Studio album by Jesse Cook
- Released: September 26, 1995
- Genre: New-age, flamenco
- Length: 40:03
- Label: Narada

Jesse Cook chronology
|  | Tempest (1995) | Gravity (1996) |

= Tempest (Jesse Cook album) =

Tempest is the debut album by Jesse Cook. He played guitar, palmas, synthesizer, djembe, and percussion with Mario Melo on congas, percussion, and palmas, Blake Manning on darbuka, timbali, and Andrew Morales on bass guitar. Part of the album's publicity was gained after the tracks "Tempest" and "Breeze from Saintes Maries" were used by an Ontario cable TV operator as background music for their TV program listing channel.

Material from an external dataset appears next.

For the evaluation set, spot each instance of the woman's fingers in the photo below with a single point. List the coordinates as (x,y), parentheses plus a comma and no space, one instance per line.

The tracks were played in a loop for many months, "growing" on many viewers to the point they called the cable operator to inquire about it.

==Track listing==
1. "Tempest" – 3:02
2. "Cascada" – 3:10
3. "Breeze from Saintes Maries" – 5:22
4. "Baghdad" – 4:21
5. "Parasol" – 5:36
6. "Dance of Spring" – 4:26
7. "Soledad" – 3:05
8. "Orbit" – 3:09
9. "Fate (Parasol Reprise)" – 5:07
10. "Jumpstart" – 3:05

All selections composed by Jesse Cook.